11. Understanding Model Responses
Why Responses Vary
Even with the same prompt, you may get different responses. This isn't a bug—it's fundamental to how language models work.
Sources of variation:
Non-deterministic generation: Models select from probability distributions. The same input can lead to different outputs on different runs.
Temperature: A setting that controls randomness (more on this in Chapter 13).
Context: What's in your conversation history affects subsequent responses.
Model updates: If you update your model, behavior changes.
Reading Responses Critically
Not all model outputs are equal. Learn to evaluate responses:
Signs of good response:
- Specific details, not vague generalities
- Appropriate confidence (doesn't claim certainty when it's uncertain)
- Acknowledges limitations ("I'm not certain about X")
- Provides reasoning, not just answers
- Handles edge cases appropriately
Signs of problematic response:
- Overconfident wrong answers (hallucinations)
- Vague, generic text that could apply to anything
- Inconsistent when you ask the same question twice
- Refuses to answer obvious questions without explanation
- Contradicts itself
Common Failure Modes
Hallucination:
>>> Who won the Nobel Prize in Physics in 1950?
[Model produces a confident, specific answer that may or may not be correct]
Language models sometimes produce wrong information with high confidence. Always verify factual claims.
Pattern matching gone wrong:
The model might produce plausible but wrong code:
>>> Write a Python function to check if a number is prime
[Model produces code that looks correct but has an off-by-one error]
Sensitivity to phrasing:
>>> What should I do if I'm feeling depressed?
[Good response with appropriate mental health support guidance]
>>> I'm feeling depressed, what should I do?
[May be more or less helpful depending on training]
Incoherence in long contexts:
Long conversations can cause the model to "lose the thread." This is a context window limitation.

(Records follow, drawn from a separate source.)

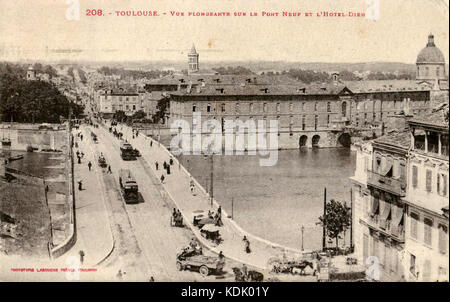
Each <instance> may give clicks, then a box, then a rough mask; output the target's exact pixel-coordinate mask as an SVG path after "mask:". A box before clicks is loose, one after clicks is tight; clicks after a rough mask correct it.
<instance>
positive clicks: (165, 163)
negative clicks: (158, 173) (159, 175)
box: [155, 158, 173, 183]
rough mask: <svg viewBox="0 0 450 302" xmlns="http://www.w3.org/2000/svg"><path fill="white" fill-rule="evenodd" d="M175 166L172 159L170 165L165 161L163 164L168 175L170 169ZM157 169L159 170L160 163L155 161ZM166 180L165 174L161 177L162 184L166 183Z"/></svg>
mask: <svg viewBox="0 0 450 302" xmlns="http://www.w3.org/2000/svg"><path fill="white" fill-rule="evenodd" d="M172 165H173V159H172V158H170V160H169V163H167V162H166V161H164V163H163V168H164V170H166V173H167V175H170V167H171V166H172ZM155 169H156V170H159V163H158V161H155ZM165 179H166V177H165V176H164V174H162V175H161V178H160V180H161V183H164V180H165Z"/></svg>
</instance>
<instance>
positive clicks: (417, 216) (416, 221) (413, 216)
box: [410, 213, 419, 239]
mask: <svg viewBox="0 0 450 302" xmlns="http://www.w3.org/2000/svg"><path fill="white" fill-rule="evenodd" d="M410 220H411V226H410V232H411V237H412V238H414V239H417V224H418V221H419V215H417V214H416V213H411V219H410Z"/></svg>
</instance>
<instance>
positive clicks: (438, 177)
mask: <svg viewBox="0 0 450 302" xmlns="http://www.w3.org/2000/svg"><path fill="white" fill-rule="evenodd" d="M433 172H434V171H433V170H431V169H426V170H425V190H426V191H427V192H429V193H431V192H436V193H437V194H439V195H440V196H444V197H445V196H447V193H448V175H447V174H446V173H442V172H440V171H438V172H437V173H433ZM412 186H413V188H415V189H417V188H419V167H418V166H416V165H413V166H412ZM433 187H434V188H435V189H433Z"/></svg>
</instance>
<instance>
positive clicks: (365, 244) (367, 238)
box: [363, 234, 369, 262]
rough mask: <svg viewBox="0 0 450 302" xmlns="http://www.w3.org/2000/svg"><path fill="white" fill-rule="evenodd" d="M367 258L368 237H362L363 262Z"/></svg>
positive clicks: (367, 251)
mask: <svg viewBox="0 0 450 302" xmlns="http://www.w3.org/2000/svg"><path fill="white" fill-rule="evenodd" d="M367 257H369V236H367V235H366V234H364V235H363V262H365V261H366V259H367Z"/></svg>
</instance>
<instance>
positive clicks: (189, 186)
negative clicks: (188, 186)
mask: <svg viewBox="0 0 450 302" xmlns="http://www.w3.org/2000/svg"><path fill="white" fill-rule="evenodd" d="M189 187H190V189H191V194H194V189H195V183H194V180H193V179H192V178H191V181H190V183H189Z"/></svg>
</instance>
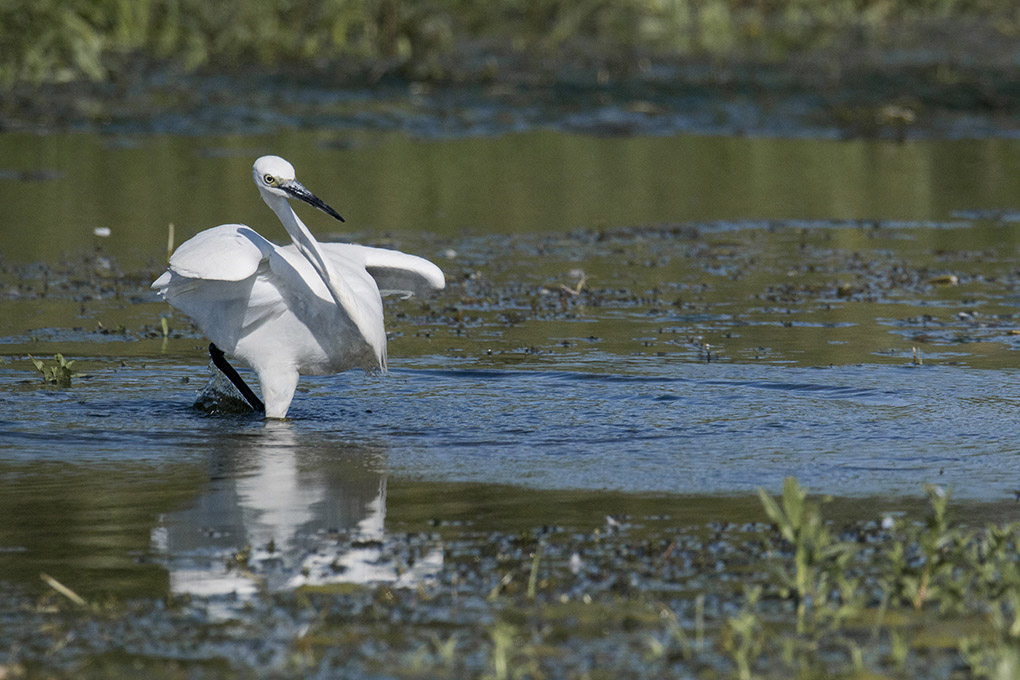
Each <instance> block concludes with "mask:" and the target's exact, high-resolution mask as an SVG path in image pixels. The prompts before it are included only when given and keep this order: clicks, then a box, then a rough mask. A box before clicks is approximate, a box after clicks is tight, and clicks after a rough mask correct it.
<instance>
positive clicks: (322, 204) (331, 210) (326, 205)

Techniques for Better Responses
Ask for confidence:
>>> List 5 things you know about quantum entanglement. Rate each for
confidence: high, medium, or low.
Request verification:
>>> What is the current population of Tokyo? Don't guess—only tell me
if you're confident.
Ask for alternatives:
>>> Suggest 3 different approaches to fixing a slow database query.
Iterate on responses:
>>> That explanation is too technical. Simplify it.
>>> Give me an example of this concept.
>>> What are the main criticisms of this approach?
Ask your local model the same factual question three times (with same temperature). Count how many times the answer was identical vs. different. Then ask: "On a scale of 1-10, how confident are you in that answer?" Compare the model's stated confidence to the actual correctness of its answer.